While NATO’s possible future presence in Finland is still in the planning phase, Finnish personnel have been allocated to NATO’s command and force structure. Exercise Nordic Response 24, part of the Steadfast Defender effort, was conducted partially in Northern Finland. During the spring, a Finnish Navy vessel participated in the operations of the Standing NATO Mine Countermeasures Group in the Baltic Sea and the North Sea. Currently, during the summer of 2024, the Finnish Air Force is taking part in NATO’s Air Shielding mission with eight F-18´s in Romania, Bulgaria and the Black Sea.

Bilateral and multilateral defense cooperation enables a rapid and flexible implementation of NATO’s regional defense plans. Cooperation allows us to operate with flexibility and agility in all security situations. Regional cooperation is aimed at strengthening the deterrence and defense of the Alliance. Historically, of course, the Nordic countries have been an important reference group for Finland, as the geography, threats, risks and vulnerabilities are quite similar across the Nordic nations. But our defense cooperation with the United States is deepening, and Finland also actively participates in the UK-led JEF activities.

However, defending Finland is not just the role of the military, but rather a whole of society effort. The Finnish concept of comprehensive security is based on the coordinated use of all the assets of the society in a crisis situation, emphasized as the collective responsibility of the whole state and society. In a complex environment, many kinds of actions are needed to mitigate large-scale security risks. Finland’s strength has always resided in cooperation between the public sector, authorities, companies and communities.

Defense capability is a vital part of that preparedness. Logically, the aim is to ensure that resources and assets of society can be allocated to defense needs, if necessary. Industrial and service establishments are prepared to manage the manufacturing of goods critical to defense. Even in peacetime, the Finnish Defence Forces have a close partnership with several companies representing different types of business, which serve to ensure and strengthen our national security of supply. We also pursue close cooperation with the industrial sector to be able to take advantage of new and innovative technologies for defense needs.

The security situation in the world is uncertain and complex, and no improvement for this state of affairs is in sight in the near future. In all situations, we Finns will always have the main responsibility for defending our country. The national defense will of our citizens is at its highest during the history of the survey — 79 percent are willing to defend Finland, even if the outcome were to be uncertain. And 90 percent of Finnish citizens support our NATO membership.

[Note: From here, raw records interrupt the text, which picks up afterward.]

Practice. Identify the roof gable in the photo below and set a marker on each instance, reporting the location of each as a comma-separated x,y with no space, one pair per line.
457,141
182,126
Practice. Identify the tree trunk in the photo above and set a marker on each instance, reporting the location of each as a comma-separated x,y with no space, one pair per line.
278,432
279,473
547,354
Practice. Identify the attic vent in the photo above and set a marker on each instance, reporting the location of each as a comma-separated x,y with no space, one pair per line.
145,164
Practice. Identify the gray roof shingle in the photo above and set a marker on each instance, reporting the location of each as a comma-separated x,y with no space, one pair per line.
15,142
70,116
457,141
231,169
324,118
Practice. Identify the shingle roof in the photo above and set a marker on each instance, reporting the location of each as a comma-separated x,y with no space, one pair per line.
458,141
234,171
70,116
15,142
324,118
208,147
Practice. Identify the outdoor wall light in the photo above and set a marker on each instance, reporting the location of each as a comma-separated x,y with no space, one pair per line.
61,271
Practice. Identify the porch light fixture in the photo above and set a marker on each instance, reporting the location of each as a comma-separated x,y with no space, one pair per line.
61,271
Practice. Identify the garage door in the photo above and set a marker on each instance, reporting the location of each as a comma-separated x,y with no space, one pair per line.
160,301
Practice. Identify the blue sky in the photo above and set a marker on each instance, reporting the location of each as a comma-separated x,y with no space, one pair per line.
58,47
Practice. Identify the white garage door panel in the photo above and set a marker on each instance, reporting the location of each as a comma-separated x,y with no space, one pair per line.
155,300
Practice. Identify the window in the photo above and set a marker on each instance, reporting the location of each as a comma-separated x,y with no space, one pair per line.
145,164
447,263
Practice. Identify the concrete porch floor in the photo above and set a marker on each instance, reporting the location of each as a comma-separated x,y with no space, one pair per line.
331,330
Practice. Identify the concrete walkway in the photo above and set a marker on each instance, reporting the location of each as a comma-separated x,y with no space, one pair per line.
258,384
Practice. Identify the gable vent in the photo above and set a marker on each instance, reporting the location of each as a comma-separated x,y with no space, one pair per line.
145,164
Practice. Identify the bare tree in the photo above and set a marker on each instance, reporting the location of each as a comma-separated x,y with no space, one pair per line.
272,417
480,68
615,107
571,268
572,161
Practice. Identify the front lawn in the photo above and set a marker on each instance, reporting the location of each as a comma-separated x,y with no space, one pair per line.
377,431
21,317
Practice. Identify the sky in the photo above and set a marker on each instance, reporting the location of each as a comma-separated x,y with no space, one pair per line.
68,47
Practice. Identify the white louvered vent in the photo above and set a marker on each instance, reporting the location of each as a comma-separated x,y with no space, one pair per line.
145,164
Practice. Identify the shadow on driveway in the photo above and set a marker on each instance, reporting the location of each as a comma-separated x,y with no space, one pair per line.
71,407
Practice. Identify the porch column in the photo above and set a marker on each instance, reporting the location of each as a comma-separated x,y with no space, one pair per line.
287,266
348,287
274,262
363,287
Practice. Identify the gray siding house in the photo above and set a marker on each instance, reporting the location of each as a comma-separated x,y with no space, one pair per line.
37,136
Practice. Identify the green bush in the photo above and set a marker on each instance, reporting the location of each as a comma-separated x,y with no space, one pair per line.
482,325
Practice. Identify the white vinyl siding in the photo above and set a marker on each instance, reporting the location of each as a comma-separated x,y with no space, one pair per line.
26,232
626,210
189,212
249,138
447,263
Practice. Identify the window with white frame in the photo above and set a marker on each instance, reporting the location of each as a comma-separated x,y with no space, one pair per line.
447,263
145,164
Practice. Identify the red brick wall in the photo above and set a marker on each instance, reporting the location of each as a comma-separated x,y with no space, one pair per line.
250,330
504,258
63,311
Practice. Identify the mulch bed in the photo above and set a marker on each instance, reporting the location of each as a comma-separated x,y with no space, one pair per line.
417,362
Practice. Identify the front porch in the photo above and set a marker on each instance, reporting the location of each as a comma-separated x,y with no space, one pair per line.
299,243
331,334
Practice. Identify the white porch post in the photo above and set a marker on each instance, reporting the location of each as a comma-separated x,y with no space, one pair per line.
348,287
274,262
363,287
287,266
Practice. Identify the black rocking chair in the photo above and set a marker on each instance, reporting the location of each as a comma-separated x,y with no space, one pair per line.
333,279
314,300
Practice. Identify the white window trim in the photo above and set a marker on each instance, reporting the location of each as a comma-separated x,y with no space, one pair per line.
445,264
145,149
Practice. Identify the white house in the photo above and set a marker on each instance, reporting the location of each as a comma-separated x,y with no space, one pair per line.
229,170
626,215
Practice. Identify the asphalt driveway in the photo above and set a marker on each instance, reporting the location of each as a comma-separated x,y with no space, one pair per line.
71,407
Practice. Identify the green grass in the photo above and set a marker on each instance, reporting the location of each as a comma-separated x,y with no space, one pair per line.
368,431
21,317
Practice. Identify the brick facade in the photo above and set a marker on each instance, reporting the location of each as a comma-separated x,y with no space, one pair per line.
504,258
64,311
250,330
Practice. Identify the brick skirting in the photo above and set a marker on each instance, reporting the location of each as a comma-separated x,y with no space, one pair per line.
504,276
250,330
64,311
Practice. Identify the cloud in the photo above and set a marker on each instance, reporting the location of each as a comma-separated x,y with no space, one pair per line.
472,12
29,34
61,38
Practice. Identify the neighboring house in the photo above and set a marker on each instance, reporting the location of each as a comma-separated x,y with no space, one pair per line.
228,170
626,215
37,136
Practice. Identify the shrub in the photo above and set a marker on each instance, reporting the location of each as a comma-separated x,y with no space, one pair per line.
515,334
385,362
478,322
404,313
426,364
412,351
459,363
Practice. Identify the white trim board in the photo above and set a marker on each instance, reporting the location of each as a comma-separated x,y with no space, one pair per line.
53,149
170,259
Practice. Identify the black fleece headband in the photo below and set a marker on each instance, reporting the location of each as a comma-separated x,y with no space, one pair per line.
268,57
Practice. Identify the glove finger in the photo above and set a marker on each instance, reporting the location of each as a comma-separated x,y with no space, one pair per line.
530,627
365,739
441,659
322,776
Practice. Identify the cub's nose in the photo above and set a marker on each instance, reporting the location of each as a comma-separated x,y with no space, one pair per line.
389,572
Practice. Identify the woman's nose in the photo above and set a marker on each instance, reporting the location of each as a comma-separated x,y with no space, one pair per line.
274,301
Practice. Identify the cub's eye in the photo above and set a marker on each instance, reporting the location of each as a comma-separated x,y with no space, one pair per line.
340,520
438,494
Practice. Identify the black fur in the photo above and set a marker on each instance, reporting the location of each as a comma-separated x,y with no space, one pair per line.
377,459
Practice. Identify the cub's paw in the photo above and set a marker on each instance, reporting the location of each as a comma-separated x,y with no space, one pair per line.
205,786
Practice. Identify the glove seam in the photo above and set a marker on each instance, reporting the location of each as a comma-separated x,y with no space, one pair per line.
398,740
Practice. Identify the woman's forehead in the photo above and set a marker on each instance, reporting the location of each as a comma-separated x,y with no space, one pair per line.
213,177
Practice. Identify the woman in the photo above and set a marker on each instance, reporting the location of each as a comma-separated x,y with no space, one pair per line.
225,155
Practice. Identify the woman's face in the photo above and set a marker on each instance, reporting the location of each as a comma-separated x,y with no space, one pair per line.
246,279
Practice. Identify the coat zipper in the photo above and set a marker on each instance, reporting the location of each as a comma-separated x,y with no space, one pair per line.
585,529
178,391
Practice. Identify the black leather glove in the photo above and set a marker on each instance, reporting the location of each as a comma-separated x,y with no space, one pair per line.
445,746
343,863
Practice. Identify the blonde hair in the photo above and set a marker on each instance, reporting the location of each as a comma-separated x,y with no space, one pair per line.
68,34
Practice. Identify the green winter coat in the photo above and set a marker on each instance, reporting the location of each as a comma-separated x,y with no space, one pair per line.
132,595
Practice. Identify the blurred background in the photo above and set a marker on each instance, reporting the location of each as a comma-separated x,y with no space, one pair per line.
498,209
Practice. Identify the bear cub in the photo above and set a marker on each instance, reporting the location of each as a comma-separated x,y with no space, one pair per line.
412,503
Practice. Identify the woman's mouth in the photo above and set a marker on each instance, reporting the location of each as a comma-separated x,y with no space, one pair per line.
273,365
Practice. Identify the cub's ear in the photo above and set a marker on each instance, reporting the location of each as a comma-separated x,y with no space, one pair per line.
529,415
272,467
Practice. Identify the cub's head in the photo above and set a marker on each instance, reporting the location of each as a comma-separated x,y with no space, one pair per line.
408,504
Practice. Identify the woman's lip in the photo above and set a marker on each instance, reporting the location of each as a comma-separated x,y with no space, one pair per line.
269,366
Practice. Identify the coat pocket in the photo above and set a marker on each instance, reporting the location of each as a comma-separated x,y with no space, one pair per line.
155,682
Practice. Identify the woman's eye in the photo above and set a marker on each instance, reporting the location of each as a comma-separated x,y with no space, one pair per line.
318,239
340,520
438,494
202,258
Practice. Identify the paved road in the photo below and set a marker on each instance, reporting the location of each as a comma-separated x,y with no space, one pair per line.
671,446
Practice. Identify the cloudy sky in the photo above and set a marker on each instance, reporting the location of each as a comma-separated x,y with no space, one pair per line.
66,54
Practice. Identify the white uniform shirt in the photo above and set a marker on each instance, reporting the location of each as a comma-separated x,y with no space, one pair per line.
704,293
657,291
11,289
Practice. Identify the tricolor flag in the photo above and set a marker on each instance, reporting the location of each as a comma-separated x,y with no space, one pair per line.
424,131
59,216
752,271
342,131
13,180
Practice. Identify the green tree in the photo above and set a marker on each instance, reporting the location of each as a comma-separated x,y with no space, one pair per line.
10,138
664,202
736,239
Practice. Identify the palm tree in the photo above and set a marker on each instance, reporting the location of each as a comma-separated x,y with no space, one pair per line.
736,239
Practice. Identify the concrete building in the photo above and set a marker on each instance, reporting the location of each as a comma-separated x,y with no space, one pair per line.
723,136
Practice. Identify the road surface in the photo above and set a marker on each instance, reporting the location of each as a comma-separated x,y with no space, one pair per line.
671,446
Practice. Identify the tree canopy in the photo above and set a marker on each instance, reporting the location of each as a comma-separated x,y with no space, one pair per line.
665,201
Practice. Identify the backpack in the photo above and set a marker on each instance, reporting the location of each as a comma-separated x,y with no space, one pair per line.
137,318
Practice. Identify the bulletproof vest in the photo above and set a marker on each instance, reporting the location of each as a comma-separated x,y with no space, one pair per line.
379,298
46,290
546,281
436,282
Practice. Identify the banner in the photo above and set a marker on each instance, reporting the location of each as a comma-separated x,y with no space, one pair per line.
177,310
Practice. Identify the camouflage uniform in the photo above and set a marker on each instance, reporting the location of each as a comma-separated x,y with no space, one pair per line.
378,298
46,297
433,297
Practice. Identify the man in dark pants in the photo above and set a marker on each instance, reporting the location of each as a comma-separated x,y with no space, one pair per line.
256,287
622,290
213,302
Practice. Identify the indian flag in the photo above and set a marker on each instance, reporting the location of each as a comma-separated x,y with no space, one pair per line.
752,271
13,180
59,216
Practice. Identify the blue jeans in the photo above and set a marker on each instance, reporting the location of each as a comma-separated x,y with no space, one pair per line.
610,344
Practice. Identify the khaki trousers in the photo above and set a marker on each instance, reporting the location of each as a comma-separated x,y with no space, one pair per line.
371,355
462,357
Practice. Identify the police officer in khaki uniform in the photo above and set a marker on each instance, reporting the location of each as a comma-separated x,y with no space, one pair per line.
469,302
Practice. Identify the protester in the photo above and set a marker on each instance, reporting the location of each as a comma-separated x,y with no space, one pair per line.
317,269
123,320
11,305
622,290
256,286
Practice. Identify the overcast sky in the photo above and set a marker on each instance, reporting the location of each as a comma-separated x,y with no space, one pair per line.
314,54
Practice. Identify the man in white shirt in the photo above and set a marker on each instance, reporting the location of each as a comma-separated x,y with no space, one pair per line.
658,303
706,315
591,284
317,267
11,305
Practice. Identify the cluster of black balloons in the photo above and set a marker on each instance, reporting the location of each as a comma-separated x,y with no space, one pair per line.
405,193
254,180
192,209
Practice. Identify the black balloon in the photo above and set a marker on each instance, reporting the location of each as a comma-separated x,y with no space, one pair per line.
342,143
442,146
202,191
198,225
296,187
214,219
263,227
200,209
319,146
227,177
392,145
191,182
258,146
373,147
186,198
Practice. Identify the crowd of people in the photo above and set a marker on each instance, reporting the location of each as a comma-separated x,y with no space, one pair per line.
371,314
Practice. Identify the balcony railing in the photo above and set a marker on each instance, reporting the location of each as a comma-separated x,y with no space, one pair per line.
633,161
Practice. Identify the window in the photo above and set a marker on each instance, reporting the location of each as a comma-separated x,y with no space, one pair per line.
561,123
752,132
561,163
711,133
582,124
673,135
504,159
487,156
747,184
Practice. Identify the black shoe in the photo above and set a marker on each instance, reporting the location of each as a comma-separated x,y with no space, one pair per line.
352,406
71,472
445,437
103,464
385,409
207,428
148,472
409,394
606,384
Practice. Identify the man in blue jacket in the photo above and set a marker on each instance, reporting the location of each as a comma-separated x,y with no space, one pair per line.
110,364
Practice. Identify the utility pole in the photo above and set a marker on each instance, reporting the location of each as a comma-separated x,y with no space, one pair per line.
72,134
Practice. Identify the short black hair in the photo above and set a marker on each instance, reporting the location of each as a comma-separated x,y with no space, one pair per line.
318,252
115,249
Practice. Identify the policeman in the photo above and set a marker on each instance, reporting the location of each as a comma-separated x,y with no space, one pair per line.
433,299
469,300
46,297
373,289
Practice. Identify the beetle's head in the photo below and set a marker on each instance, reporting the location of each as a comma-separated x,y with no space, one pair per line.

This will and determination provides a good starting point for keeping the Northern dimension of NATO secure. At the same time, Finland is committed to tackling threats and challenges from any direction as part of the Alliance. Finland is a constructive, reliable and capable member of the Alliance and engages its Allies with a strong, active approach to security.

Gen. Janne Jaakkola is the Commander of the Finnish Defense Forces, having taken office in April of this year.